Dr. Roger Newman-Norlund had an idea. What if he took the power and appeal of video gaming and matched it to the needs of individuals with autism. Enter- “The Cooperation Station”. A suite of currently 6 different video games that Roger and his team created. The appeal of the traditional video game is still there. But with the Cooperation Station, the reinforcement and reward only can happen when you work together with another person. The games are all cooperative in nature to some degree. For instance, in one game, the players must work together to carry a beam through a maze puzzle to a defined area. In order to do this, players must communicate to some degree as they work together. Even better, their faces actually appear on their on-screen players for more personalization in the process.
Ultimately, the games both assess social skills and act as an intervention to improve social skills and interactions of individuals with autism.
Our students have been playing the games for nearly 2 months now and find them enjoyable and are interacting more than they would have before. It is great to see students actually communicating with each other to solve a purposeful challenge when in the past they may have never spoken to each other at all. It was also fun watching the students that call themselves “gamers” really have to stop and change how they approached the games because now they must rely on another person rather then just themselves.

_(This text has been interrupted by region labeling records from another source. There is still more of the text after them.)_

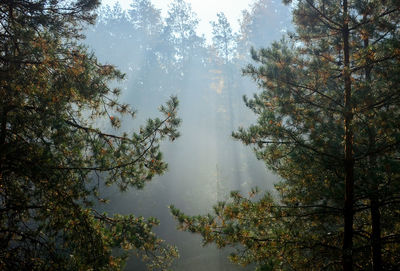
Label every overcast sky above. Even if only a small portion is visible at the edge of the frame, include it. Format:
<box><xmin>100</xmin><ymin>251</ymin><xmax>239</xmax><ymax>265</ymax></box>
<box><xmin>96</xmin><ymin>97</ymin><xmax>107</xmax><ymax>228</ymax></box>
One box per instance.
<box><xmin>103</xmin><ymin>0</ymin><xmax>254</xmax><ymax>39</ymax></box>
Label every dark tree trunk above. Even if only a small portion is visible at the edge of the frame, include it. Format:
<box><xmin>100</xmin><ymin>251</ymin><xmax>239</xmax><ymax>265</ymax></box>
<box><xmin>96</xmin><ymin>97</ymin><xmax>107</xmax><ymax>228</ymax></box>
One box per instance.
<box><xmin>342</xmin><ymin>0</ymin><xmax>354</xmax><ymax>271</ymax></box>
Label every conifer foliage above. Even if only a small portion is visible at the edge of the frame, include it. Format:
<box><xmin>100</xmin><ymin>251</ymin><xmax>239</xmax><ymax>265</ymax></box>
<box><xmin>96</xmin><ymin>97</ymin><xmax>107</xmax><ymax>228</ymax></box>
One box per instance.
<box><xmin>172</xmin><ymin>0</ymin><xmax>400</xmax><ymax>270</ymax></box>
<box><xmin>0</xmin><ymin>0</ymin><xmax>179</xmax><ymax>270</ymax></box>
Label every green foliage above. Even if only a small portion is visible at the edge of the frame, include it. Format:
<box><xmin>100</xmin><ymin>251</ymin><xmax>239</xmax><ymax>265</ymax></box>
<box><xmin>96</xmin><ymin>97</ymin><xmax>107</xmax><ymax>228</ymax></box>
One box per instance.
<box><xmin>0</xmin><ymin>0</ymin><xmax>180</xmax><ymax>270</ymax></box>
<box><xmin>172</xmin><ymin>0</ymin><xmax>400</xmax><ymax>270</ymax></box>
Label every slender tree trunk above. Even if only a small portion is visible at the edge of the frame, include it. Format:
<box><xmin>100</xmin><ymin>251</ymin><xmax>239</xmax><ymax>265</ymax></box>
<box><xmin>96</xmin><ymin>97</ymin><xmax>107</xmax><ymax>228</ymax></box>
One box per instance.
<box><xmin>364</xmin><ymin>32</ymin><xmax>382</xmax><ymax>271</ymax></box>
<box><xmin>342</xmin><ymin>0</ymin><xmax>354</xmax><ymax>271</ymax></box>
<box><xmin>371</xmin><ymin>197</ymin><xmax>382</xmax><ymax>271</ymax></box>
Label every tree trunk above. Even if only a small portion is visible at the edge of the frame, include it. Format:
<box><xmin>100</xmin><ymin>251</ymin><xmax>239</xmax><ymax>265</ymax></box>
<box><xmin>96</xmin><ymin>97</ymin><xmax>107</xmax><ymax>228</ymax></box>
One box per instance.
<box><xmin>371</xmin><ymin>197</ymin><xmax>382</xmax><ymax>271</ymax></box>
<box><xmin>342</xmin><ymin>0</ymin><xmax>354</xmax><ymax>271</ymax></box>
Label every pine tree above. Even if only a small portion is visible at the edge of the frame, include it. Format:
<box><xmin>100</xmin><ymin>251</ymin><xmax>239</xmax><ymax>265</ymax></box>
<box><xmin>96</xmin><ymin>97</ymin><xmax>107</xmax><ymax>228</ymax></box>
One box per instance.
<box><xmin>211</xmin><ymin>12</ymin><xmax>236</xmax><ymax>63</ymax></box>
<box><xmin>0</xmin><ymin>0</ymin><xmax>179</xmax><ymax>270</ymax></box>
<box><xmin>173</xmin><ymin>0</ymin><xmax>400</xmax><ymax>270</ymax></box>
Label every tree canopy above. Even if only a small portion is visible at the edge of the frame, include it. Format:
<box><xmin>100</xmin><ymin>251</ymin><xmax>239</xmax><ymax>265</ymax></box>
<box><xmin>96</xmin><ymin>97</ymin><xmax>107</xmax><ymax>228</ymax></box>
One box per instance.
<box><xmin>0</xmin><ymin>0</ymin><xmax>180</xmax><ymax>270</ymax></box>
<box><xmin>172</xmin><ymin>0</ymin><xmax>400</xmax><ymax>270</ymax></box>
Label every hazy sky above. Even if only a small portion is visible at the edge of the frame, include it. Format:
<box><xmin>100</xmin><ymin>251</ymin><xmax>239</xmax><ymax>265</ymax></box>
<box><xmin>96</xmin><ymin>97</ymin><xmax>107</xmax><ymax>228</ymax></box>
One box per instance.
<box><xmin>103</xmin><ymin>0</ymin><xmax>254</xmax><ymax>39</ymax></box>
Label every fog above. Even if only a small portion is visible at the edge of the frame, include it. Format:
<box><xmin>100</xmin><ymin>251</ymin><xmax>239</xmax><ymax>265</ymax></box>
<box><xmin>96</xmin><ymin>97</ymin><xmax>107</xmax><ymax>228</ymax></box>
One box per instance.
<box><xmin>85</xmin><ymin>0</ymin><xmax>291</xmax><ymax>271</ymax></box>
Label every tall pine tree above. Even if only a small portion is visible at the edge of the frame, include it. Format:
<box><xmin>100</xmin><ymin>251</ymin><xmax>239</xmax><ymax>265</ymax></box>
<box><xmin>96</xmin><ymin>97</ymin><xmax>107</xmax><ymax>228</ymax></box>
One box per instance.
<box><xmin>173</xmin><ymin>0</ymin><xmax>400</xmax><ymax>270</ymax></box>
<box><xmin>0</xmin><ymin>0</ymin><xmax>179</xmax><ymax>270</ymax></box>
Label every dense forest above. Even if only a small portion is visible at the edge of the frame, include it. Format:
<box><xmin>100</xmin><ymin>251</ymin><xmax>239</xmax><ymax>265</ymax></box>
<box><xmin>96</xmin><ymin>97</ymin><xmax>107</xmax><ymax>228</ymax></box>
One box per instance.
<box><xmin>0</xmin><ymin>0</ymin><xmax>400</xmax><ymax>271</ymax></box>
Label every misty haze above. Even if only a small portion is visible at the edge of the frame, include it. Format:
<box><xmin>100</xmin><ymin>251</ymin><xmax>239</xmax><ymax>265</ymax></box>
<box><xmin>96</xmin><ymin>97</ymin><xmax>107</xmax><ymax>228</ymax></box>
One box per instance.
<box><xmin>0</xmin><ymin>0</ymin><xmax>400</xmax><ymax>271</ymax></box>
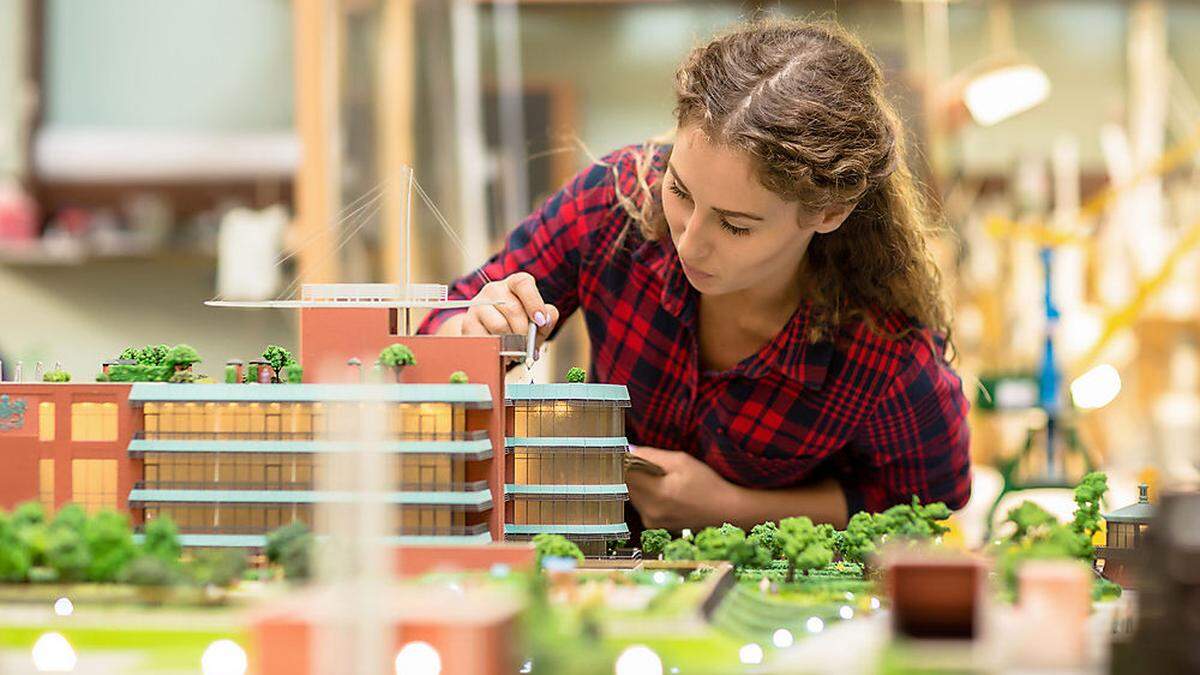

Newman-Norlund mentions that the essence of teamwork is working together to achieve a common goal. In the process, motor skills, language, cognition, synchronization, and much more are developed. The entire process is incredibly complex. Developing these skills in individuals with autism is so very important. Using video games as a means to do this is both innovative and fun. Roger and his team remain at the cutting edge and I look forward to the next steps of this process.
Dr. Roger Newman-Norlund is the Director of the USC Brain Stimulation Laboratory. He will be doing a Keynote on this topic at the NYS Association for Computers and Technologies in Education upcoming Special Education Summit at Wildwood Programs on May 16, 2015. The keynote is entitled: “At the Crossroads of Technology and Special Education: A Role for Serious Games in Serious Autism Interventions”.